The element calcium (Ca) supports all animals in two main ways; it builds their skeletons and supports their muscle and nerve function. Ca is the basic mineral in vertebrate teeth and bones and invertebrate (think clams and lobsters) shells and carapaces. It is also the crucial trigger for contraction in muscles, and it initiates impulses in nerves.
Without an adequate supply of calcium over the long-term your teeth, vision and brains are damaged, and your bones become brittle. You suffer from osteoporosis. Given all these roles it is no surprise that humans and other animals need a lot of Ca.
Calcium forms about 6% of our body weight, ignoring our water content. The Ca needs of aquatic animals range from lows of 0.1% or less in some non-crusty plankton to 10 to more than 20% in turtles, snails, crayfish, and crusty animal plankton such as Daphnia.
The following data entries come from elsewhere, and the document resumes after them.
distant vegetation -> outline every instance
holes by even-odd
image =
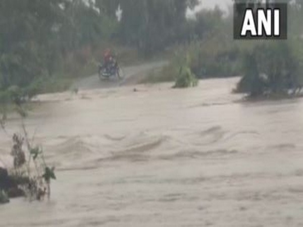
[[[193,9],[198,2],[3,0],[0,99],[12,95],[12,90],[14,95],[18,93],[21,99],[26,99],[39,93],[66,90],[75,78],[95,72],[107,47],[127,64],[165,51],[171,53],[169,66],[148,77],[154,82],[180,81],[179,69],[186,55],[190,59],[187,67],[197,78],[244,76],[248,70],[243,68],[245,59],[257,54],[251,50],[267,44],[234,41],[232,14],[224,15],[218,8],[202,10],[195,18],[187,18],[188,9]],[[295,39],[300,47],[302,4],[295,1],[289,10],[290,42]],[[119,19],[118,9],[121,13]],[[290,53],[297,52],[297,47],[287,48]],[[300,53],[290,54],[299,64]],[[293,73],[298,75],[298,72]],[[269,91],[270,81],[264,85],[265,92]],[[240,85],[238,88],[247,91]]]

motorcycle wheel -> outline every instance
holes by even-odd
[[[116,74],[118,78],[120,80],[124,78],[124,72],[119,66],[117,68]]]

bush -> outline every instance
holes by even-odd
[[[181,67],[179,74],[176,78],[174,88],[194,87],[197,84],[198,80],[191,72],[190,69],[187,66]]]
[[[0,204],[7,203],[10,202],[7,193],[4,190],[0,190]]]
[[[284,95],[300,87],[300,60],[288,43],[265,42],[243,55],[243,76],[237,91],[253,97]]]

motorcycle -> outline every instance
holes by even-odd
[[[108,66],[99,65],[98,74],[100,80],[110,79],[112,77],[122,79],[124,77],[123,72],[117,62],[109,64]]]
Given this range in need, it is no surprise that calcium decline in lakes first affects calcium-rich animals such as crayfish and Daphnia.
Calcium is as important to plants as it is to animals. Although they don’t need quite as much as animals, needs do vary among plant species. For example, sugar maple need about 5 times more Ca than conifers, and are thus more sensitive to Ca decline in the soil. In plants, as in animals, Ca plays both structural and physiological roles. Calcium forms an essential mineral that holds cells of plants together in proper alignment. Too little Ca and root tips and young leaves don’t grow properly. Ca also serves as a messenger in plant signalling. With inadequate Ca, plants can’t properly defend themselves against invaders, as they can’t properly signal the attack.